Arthur Rackham nods, grumbling. He puts down the thing he’s working on and fingers a greasy rag before taking the letter. The neverseal sighs as he breaks it open. He unrolls the letter and reads it so slowly that I join Hal.

“Do you see?” he whispers.

I notice that the wall is blurry, rather like his glamour has been at times.

“Look beyond,” he says.

The usual sorts of permissible antiquities are here—soap dishes, soup tureens, tarnished spoons, chamber pots, and moldering portraits. I look beyond them, behind them. The wall of shelves shimmers like silk. Through it, I see vials of things with labels so dusty I can barely read them. I glance at Rackham, but he’s still poring over the letter, sounding out every word in hisses and whispers through his broken teeth.

I reach through the illusion (for so it must be) and smudge one vial with a fingertip. Philtre d’Amour. Thick tomes murmur to themselves. Hexogony. Curses and Charms of the First Order. I touch the spine of the last one, about to pull it off the shelf. A little dark spark jumps from the cover, colder even than the nevered strongbox.

“Careful.” Hal looks as though he wants to grab my hand, but he doesn’t.

“This is a hexshop, isn’t it?”

He nods slightly.

I’ve heard rumors of such places, shops where heretics and the desperate go to obtain forbidden magics. Naturally, I’ve never been to such a place before and I can’t imagine why my father would send me here now. What does my father, a Rational Man of Science, want in a place like this?

Rackham clears his throat and we return to the counter. The strange silver object near Rackham’s hand trembles. One of its delicate arms sweeps toward me, pointing like a compass finding its true north.

The old man stares at the quivering needle and then up at me. His eyes narrow and an ugly grin splits his face. He looks rather like the jacklanterns people still carve for the Carnival of Saints.

“You tell your ole dad that what he’s looking for is right in front of him. If you make it that far.”

“I beg your pardon?” I say.

The letter begins to unravel in a hiss of spitting green sparks between us and I can’t help but jump.

When I look up, Rackham is staring at me. I feel as though I’ve once again opened Father’s office door and the Waste is stirring, stirring in the strongbox on the desk, sand spilled from an hourglass waiting to spell doom.

He reaches forward and grips my wrist. I’d almost swear the dark jar chuckles at me. “You know very well what I mean, witch!” He spits the last word as though it’s a curse.

“Here now,” Hal says. “Unhand her this instant!”

I struggle against the man’s greasy grip. All I can think is that I want to be free, that this man is hurting me and therefore deserves harm himself. Before I realize what’s happening, heat crackles in my wrist.
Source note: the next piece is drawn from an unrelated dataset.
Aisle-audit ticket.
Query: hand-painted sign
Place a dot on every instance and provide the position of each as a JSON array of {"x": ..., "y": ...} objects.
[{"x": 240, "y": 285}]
An invisible tentacle of energy snaps and Rackham yelps and releases me.

I cover my surprise with a smirk and we make our way out, only to be confronted by a group of ruffians firmly intent on subduing us. Their faces are hard; their eyes gleaming. I don’t know if they’ve been summoned or simply take us for easy marks. Hal brushes my elbow with his fingertips as they approach. Even through coat and sleeve, his touch is like a divining rod striking a deeply imbedded river far beneath my skin.

I’m in trouble, both from within and without.